Waarom kopen Nederlanders (en Duitsers) nog steeds niet meer spullen? In de kleine lettertjes van het genoemde Volkskrant-artikel vond men het antwoord. Het komt er, samenvattend, op neer dat Europeanen geen Amerikanen zijn. Die geven, conform de American way of Life met permanent consumeren als hoogste levensdoel, vrijwel meteen alles uit wat ze binnenkrijgen, en zijn, als ze hun baan verliezen, dan ook meteen vrijwel alles kwijt. Ze bouwen vrijwel geen reserves op, het is verbazend hoe weinig ook behoorlijk verdienende Amerikanen als spaargeld op een bankrekening hebben staan.

Europeanen, en zeker Nederlanders, zijn anders. ‘Ons ben zunig’: nou nee, niet altijd, maar we spelen wel graag op zekerheid. Een appeltje voor de dorst – als calvinistisch land hebben we wat met de vrucht die Adam en Eva het paradijs kostte.
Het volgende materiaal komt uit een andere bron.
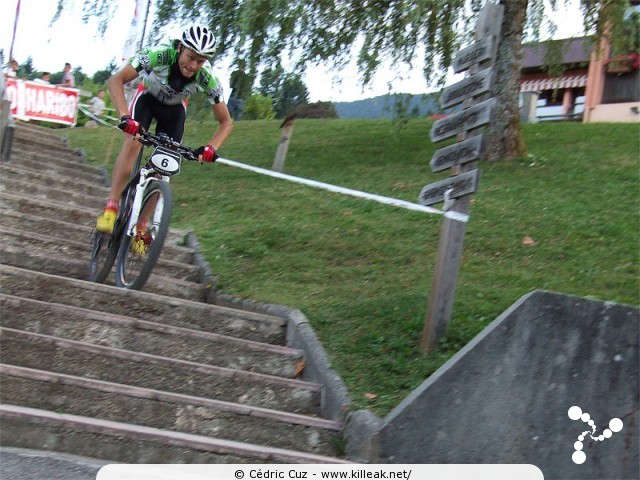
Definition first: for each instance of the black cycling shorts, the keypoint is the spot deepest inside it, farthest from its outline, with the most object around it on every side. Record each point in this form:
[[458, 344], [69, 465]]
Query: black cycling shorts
[[170, 118]]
Dan kun je er meteen maar beter heel veel van hebben. In de praktijk is dat ene spreekwoordelijke appeltje voor de dorst dan ook gauw een hele boomgaard – en liefst nog een boomgaard als reserve, voor als die eerste hele boomgaard toch onder water komt te staan. Risicospreiding heet dat, niet alle eieren in één mandje.

Liever het halve ei dan een risico op een lege dop

Het is een psychologische kwestie. Amerikanen willen heel graag winnen – van krantenjongen tot miljonair, ook al lukt dat maar een hoogstenkele enkeling – maar accepteren eerder als zij verliezen. Europeanen willen op zich ook best graag winnen, maar zijn banger te verliezen, en komen daarom steeds in het midden uit.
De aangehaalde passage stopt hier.